Pourquoi fermer la papeterie Chapelle-Darblay est une aberration sociale et environnementale ?
Chapelle-Darblay est une pionnière de l’économie circulaire. Jusqu’à sa fermeture en juin 2020, elle était la seule usine en France à produire du papier journal 100% recyclé. Une activité nécessaire et… rentable ! Mais pas suffisamment, visiblement, pour étancher la soif de profits de son propriétaire, le groupe finlandais UPM, qui a décidé de licencier ses 230 salarié·es et de démanteler les installations. Seul sursis accordé : le site était maintenu en état de marche pour laisser la porte ouverte à d’éventuels repreneurs jusqu’au 15 juin 2021, ultimatum finalement prolongé de 15 jours, soit le 30 juin 2021.
A l’issue de ce délai, UPM a annoncé son intention d’accepter une offre de reprise pour un projet de production d’hydrogène, ce qui reviendrait à abandonner l’essentiel des activités de recyclage du site. Les représentants du personnel encore sur place ont demandé une expertise pour évaluer cette offre qui suscitait de nombreuses interrogations.
Cette fermeture est une aberration sur plusieurs plans :
- Aberration sociale, puisqu’elle met sur le carreau 230 salarié·es au savoir-faire unique, alors que les activités étaient rentables et répondaient à une réelle demande ;
- Aberration industrielle, puisque les outils et machines risquent d’être démantelés et dispersés ;
- Aberration environnementale, puisque cette usine recyclait les déchets papier de près d’un tiers des Françaises et des Français, et était la seule en France à produire du papier journal 100% recyclé ! Depuis l’arrêt des machines, 480 000 tonnes de papier ont été envoyées à l’étranger, incinérées ou enfouies, et des tonnes d’équivalent CO2 (responsable du changement climatique) ont été inutilement produites. Si Chapelle-Darblay ferme définitivement, ce sont des milliers de tonnes de papier qui devront parcourir des centaines de kilomètres pour être traitées à l’étranger, notamment en Allemagne.
C’est pour toutes ces raisons que Greenpeace France s’est associée aux membres du collectif « Plus jamais ça » pour défendre le combat des salarié·es de Chapelle-Darblay : il s’agit très clairement d’un combat commun et d’une lutte à la fois sociale ET environnementale.

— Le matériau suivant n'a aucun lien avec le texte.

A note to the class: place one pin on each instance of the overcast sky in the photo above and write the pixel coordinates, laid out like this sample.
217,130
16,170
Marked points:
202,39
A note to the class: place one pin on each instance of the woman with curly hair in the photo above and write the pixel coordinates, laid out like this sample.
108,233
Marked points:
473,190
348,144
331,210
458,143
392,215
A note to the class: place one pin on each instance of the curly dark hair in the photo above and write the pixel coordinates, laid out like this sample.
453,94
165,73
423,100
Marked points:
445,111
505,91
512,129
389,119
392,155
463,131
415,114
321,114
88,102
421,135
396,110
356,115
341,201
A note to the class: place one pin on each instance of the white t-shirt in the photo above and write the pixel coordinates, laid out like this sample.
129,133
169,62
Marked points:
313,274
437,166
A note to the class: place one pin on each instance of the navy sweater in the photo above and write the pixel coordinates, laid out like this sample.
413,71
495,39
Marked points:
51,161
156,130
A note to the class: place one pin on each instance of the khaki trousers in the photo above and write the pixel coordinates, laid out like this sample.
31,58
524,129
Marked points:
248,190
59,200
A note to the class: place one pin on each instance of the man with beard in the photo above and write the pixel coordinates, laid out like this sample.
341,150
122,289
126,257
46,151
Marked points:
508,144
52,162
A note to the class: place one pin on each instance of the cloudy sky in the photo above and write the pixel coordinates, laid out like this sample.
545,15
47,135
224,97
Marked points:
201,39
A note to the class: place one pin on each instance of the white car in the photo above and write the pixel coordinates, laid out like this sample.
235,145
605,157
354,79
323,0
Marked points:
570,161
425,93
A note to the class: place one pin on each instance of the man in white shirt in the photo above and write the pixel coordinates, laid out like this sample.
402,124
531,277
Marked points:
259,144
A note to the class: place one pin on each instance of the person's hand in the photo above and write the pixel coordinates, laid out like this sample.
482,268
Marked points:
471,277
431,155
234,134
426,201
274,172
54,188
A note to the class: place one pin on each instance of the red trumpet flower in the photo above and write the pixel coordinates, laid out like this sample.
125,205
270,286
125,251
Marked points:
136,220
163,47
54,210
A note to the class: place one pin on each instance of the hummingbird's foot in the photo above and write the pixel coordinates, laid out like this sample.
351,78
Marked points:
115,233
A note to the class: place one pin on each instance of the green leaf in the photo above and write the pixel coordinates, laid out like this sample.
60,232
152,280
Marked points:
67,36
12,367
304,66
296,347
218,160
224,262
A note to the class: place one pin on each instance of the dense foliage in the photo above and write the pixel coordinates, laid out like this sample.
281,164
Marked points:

Que fait le gouvernement pour sauver Chapelle-Darblay ?
Après une très forte mobilisation des salarié·es de Chapelle-Darblay et du collectif « Plus jamais ça », le lancement d’une pétition soutenue par plus de 50 000 personnes et 8 heures d’occupation devant le ministère de l’Économie, le gouvernement a fini par prendre un engagement ferme à maintenir les activités de la papeterie.
Mais les promesses gouvernementales semblaient s’être ensuite envolées. Un temps envisagé comme candidat favori à la reprise, le groupe belge VPK, spécialisé dans les cartons d’emballage, s’est finalement tourné vers une papeterie voisine, à Alizay.
Malgré ses engagements répétés à maintenir les activités de l’usine, le gouvernement semblait ne plus exclure que Chapelle-Darblay soit reconvertie pour la production d’hydrogène, comme le souhaitait le propriétaire finlandais UPM. Ce choix aurait été un échec pour l’industrie française, pour tous les salarié·es qui en dépendent, mais aussi pour la transition écologique. Cela aurait signifié la perte d’un outil et d’un savoir-faire industriel ; des pertes d’emplois, un site dédié à l’hydrogène nécessitant beaucoup moins de salarié·es ; et un impact important sur le climat et l’environnement, puisque le recyclage du papier devrait se faire à des centaines, voire milliers de kilomètres de là.
Quelles solutions sont encore possibles pour préserver les emplois et l’environnement à Chapelle-Darblay ?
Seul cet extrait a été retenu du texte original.